We view this analysis as an ongoing effort to understand Cardano’s monetary dynamics. As more data becomes available and the ecosystem evolves, we plan to refine our models and update our findings.
Conclusion
The Net Change Limit represents a critical monetary policy tool for the Cardano ecosystem as it transitions into the Chang era with community-managed treasury systems. By carefully calibrating this parameter, the community can balance ecosystem funding needs with price stability concerns. Our analysis of on-chain data provides an empirical foundation for this decision, revealing the complex dynamics of treasury flows and their impact on price.
While treasury withdrawals appear to create downward price pressure, the market seems able to absorb withdrawals with manageable impact when adequately planned. The treasury currently receives inflows of approximately 315 million ada annually, suggesting that an NCL within ± 15% of this range would maintain treasury sustainability while providing meaningful ecosystem funding.
The lessons from Bitcoin, Ethereum, and Polkadot provide valuable context. While Bitcoin’s strong Stock-to-Flow correlation highlights the importance of scarcity in its value proposition, Ethereum and Cardano demonstrate that utility and ecosystem development play increasingly important roles in more advanced blockchain platforms. Most notably, Polkadot’s experience with treasury withdrawals suggests that treasury-based systems require prudent management of withdrawal patterns.
With proper planning, communication, and implementation, the Cardano ecosystem can utilize treasury funds effectively while maintaining monetary stability.
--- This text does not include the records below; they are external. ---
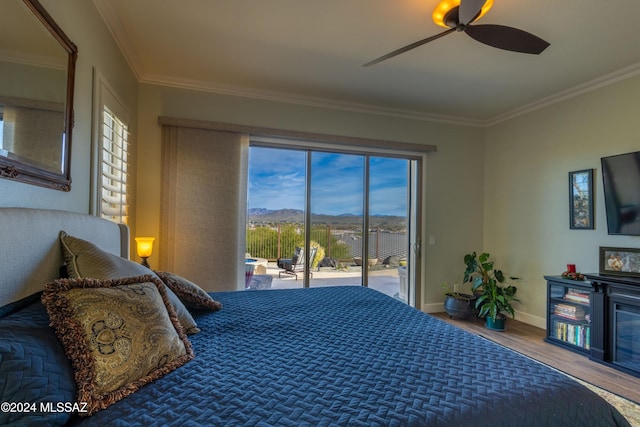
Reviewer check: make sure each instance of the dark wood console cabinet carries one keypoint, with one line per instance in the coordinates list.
(599, 317)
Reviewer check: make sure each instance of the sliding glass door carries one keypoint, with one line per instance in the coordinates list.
(351, 214)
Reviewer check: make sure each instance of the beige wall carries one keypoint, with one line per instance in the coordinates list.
(503, 189)
(457, 162)
(82, 23)
(526, 203)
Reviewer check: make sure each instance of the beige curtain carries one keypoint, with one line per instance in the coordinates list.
(203, 200)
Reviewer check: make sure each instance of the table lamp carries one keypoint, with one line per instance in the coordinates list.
(144, 247)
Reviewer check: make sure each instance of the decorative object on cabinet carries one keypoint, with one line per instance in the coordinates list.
(36, 98)
(620, 261)
(459, 305)
(581, 200)
(571, 273)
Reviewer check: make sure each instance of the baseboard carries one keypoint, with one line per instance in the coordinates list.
(538, 322)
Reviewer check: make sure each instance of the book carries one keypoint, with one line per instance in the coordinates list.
(569, 310)
(575, 296)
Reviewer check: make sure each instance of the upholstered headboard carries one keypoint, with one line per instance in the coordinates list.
(30, 254)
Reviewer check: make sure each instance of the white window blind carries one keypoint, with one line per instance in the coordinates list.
(114, 205)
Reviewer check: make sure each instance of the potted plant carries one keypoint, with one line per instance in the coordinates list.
(494, 297)
(458, 305)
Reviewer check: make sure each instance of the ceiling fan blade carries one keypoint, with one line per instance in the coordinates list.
(469, 9)
(409, 47)
(507, 38)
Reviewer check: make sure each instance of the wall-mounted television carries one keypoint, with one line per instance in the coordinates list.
(621, 183)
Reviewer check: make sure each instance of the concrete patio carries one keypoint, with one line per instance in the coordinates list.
(385, 280)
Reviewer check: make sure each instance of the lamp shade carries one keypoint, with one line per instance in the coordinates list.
(144, 246)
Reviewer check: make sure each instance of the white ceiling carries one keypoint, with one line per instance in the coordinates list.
(311, 52)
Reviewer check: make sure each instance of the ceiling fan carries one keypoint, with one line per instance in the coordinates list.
(457, 15)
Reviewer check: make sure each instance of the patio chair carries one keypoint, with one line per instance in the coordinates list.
(296, 264)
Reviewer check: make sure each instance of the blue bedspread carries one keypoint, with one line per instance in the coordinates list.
(350, 356)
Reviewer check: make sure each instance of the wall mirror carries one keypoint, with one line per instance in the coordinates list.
(37, 69)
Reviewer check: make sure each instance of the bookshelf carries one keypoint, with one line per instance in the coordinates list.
(569, 313)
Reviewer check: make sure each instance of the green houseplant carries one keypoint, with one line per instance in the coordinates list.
(494, 296)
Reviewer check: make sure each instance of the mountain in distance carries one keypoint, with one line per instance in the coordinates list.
(268, 216)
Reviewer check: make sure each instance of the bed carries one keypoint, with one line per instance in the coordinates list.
(321, 356)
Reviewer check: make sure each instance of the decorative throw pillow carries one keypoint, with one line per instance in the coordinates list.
(119, 335)
(84, 259)
(192, 295)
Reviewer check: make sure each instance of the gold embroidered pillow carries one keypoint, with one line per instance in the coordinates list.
(84, 259)
(119, 335)
(192, 295)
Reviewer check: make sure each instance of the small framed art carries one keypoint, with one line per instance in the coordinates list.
(620, 261)
(581, 200)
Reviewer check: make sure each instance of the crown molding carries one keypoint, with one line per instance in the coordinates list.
(581, 89)
(120, 35)
(308, 101)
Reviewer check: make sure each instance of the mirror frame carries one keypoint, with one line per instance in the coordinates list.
(25, 172)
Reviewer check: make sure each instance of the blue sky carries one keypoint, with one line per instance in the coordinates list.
(277, 181)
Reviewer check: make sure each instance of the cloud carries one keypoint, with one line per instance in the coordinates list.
(277, 181)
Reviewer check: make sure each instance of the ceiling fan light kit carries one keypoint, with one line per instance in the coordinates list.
(457, 16)
(443, 10)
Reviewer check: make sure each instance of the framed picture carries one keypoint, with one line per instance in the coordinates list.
(620, 261)
(581, 200)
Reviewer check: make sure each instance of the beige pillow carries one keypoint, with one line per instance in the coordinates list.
(119, 335)
(84, 259)
(192, 295)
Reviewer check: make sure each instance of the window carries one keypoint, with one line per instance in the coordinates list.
(113, 203)
(110, 195)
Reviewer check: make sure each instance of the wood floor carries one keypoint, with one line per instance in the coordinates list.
(529, 340)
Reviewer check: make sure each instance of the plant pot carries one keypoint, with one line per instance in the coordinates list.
(461, 306)
(497, 325)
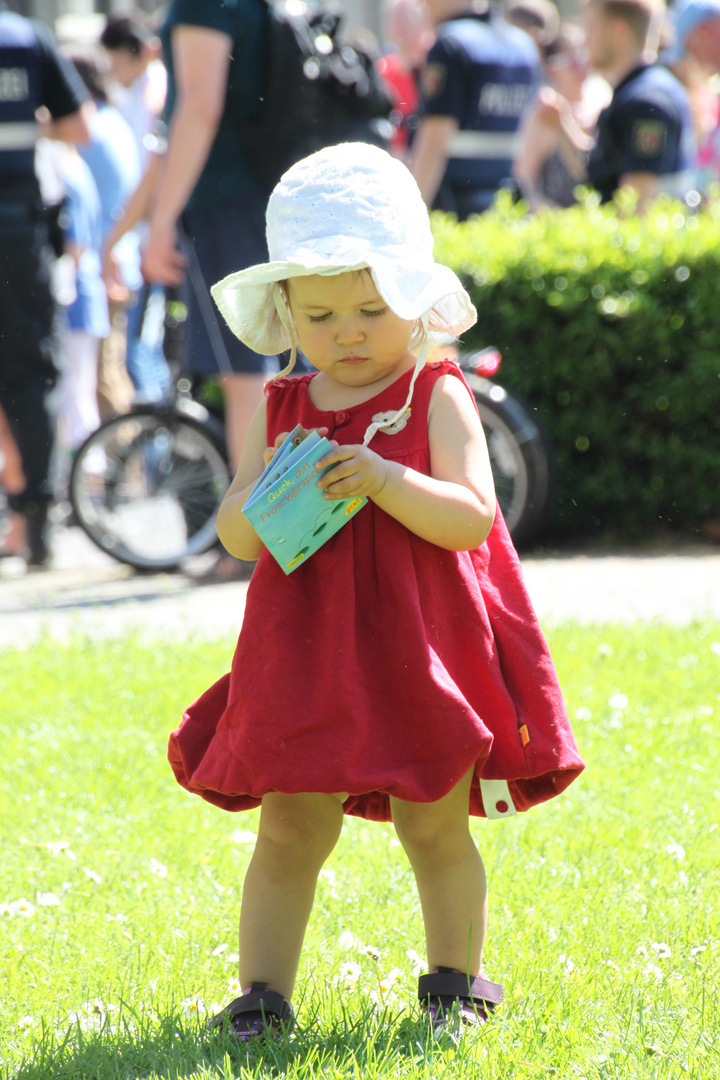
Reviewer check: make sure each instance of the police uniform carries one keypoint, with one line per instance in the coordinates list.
(31, 75)
(646, 129)
(483, 72)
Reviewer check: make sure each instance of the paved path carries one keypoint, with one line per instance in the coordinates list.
(87, 593)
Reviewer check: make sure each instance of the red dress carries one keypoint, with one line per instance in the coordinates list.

Our analysis suggests that smaller, more frequent withdrawals likely have less market impact than large, concentrated ones, and transparent communication helps markets absorb supply changes more efficiently. As the ecosystem evolves, an adaptive NCL framework that can adjust based on changing market conditions, ecosystem needs, and empirical data would help ensure Cardano’s longevity and success as a leading blockchain platform.